Si bien es cierto que en virtud de la nueva Ley de Salud de Galicia puede obligar a vacunarse contra la COVID cuando no hacerlo suponga un riesgo o daño muy grave para la salud de la población, no tiene mucho sentido poner el grito en el cielo a estas alturas, pues en nuestro marco jurídico existían ya otros textos legales tanto o más invasivos. Como dice el refrán, “tarde piaste, pajarillo”.

En el plano nacional, la ley de 1980 por la que se modifica la Ley de Bases de Sanidad de 1944 establece que las vacunas contra la viruela, la difteria y otras infecciones podrán ser declaradas obligatorias; y la Ley de Medidas Especiales en Materia de Salud Pública de 1986 dispone que las autoridades sanitarias competentes podrán adoptar medidas de reconocimiento, tratamiento, hospitalización o control cuando se aprecien indicios racionales que permitan suponer la existencia de peligro para la salud de la población. Más claro… agua.

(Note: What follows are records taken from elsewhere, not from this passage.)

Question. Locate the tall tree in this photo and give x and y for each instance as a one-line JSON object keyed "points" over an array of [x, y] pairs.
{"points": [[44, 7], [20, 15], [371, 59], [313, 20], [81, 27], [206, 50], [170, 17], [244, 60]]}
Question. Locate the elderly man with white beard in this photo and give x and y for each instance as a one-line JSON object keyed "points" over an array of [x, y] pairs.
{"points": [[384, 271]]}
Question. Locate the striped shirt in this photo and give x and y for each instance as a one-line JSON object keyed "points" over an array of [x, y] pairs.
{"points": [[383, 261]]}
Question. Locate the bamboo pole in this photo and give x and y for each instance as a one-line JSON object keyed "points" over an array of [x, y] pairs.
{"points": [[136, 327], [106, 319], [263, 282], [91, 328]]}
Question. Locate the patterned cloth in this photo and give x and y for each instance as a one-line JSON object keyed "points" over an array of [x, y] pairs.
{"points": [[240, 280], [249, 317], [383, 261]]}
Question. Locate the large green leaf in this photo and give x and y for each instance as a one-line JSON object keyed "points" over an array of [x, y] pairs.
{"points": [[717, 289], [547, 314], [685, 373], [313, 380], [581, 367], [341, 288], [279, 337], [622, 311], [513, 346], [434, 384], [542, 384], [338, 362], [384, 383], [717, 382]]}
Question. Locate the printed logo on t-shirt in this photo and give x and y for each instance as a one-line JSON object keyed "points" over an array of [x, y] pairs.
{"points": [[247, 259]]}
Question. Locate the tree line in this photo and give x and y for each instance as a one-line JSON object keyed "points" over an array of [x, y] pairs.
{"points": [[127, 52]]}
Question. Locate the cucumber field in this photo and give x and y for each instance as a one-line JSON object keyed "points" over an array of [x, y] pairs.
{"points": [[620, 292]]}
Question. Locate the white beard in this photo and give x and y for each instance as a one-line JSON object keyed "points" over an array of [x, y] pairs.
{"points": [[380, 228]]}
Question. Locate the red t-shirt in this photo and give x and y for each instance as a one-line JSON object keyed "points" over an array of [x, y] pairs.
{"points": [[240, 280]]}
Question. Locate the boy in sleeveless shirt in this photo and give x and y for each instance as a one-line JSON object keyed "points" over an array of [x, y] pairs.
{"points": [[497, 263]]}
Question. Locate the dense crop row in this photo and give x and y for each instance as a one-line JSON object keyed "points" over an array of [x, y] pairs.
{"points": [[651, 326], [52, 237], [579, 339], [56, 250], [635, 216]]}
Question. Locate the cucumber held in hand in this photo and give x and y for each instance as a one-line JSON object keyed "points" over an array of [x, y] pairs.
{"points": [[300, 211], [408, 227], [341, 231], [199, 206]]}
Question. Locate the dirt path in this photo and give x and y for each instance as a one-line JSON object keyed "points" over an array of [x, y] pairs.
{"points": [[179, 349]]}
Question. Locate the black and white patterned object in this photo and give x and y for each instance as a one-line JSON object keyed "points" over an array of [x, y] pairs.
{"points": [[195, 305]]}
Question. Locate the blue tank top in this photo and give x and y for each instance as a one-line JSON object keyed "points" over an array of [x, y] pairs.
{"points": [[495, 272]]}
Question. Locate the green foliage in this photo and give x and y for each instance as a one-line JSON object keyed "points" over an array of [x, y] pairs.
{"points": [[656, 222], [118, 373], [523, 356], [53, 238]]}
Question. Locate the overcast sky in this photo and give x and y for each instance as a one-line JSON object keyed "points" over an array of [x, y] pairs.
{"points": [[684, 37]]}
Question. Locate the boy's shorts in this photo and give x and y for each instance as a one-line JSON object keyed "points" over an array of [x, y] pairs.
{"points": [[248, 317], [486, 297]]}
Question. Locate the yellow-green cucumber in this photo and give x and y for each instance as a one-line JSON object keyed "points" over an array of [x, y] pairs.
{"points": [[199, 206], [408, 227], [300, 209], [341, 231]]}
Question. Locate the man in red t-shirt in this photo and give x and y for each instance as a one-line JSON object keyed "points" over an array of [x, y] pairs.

En la comunidad gallega, el Protocolo de Actuación da Consellería de Sanidade en Materia de Saúde Pública de 28 de agosto de 2020 no solo concede a la Administración discrecionalidades excesivas sino que despoja a la ciudadanía de derechos tan básicos como el de no declarar, a través de enunciados como “la persona afectada tiene el deber de dar toda la información pertinente que se le requiera al respecto”, e impone la delación (“las personas que tengan conocimiento de tal incumplimiento deberán comunicarlo a las autoridades sanitarias”).

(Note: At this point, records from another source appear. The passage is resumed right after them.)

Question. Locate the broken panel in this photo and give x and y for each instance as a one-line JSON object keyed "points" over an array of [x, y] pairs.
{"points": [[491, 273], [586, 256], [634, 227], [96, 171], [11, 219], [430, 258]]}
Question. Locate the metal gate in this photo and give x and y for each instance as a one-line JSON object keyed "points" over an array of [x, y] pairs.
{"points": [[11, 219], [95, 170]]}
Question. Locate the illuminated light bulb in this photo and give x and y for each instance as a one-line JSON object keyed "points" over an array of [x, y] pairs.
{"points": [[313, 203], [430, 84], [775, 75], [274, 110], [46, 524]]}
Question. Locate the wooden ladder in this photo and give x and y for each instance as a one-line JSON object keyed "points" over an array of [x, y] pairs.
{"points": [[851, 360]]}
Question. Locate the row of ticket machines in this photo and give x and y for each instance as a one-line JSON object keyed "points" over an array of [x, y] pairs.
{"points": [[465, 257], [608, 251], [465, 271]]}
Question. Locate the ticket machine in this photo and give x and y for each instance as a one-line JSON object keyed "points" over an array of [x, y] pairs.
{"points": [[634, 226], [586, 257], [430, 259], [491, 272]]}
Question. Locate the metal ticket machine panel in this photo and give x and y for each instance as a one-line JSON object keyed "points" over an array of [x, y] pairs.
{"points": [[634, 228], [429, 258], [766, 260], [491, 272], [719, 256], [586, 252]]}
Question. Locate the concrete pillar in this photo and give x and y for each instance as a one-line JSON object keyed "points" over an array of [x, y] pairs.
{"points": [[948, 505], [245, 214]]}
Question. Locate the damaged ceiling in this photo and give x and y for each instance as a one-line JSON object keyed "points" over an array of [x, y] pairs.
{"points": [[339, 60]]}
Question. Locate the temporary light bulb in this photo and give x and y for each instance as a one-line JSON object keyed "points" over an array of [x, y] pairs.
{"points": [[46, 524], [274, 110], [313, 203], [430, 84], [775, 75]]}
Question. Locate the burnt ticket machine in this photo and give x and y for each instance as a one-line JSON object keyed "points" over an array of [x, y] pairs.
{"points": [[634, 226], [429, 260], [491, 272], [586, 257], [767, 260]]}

Desde la perspectiva que le aporta a este gallego llevar años en Suiza, donde la libertad individual tiene otro peso y la ciudadanía todavía no se considera un rebaño, le diría al señor Feijóo que lo que necesita el terruño para capear la pandemia y remontar el vuelo en el yermo económico que se avecina es un líder visionario e inspirador, no un pastor de garrote.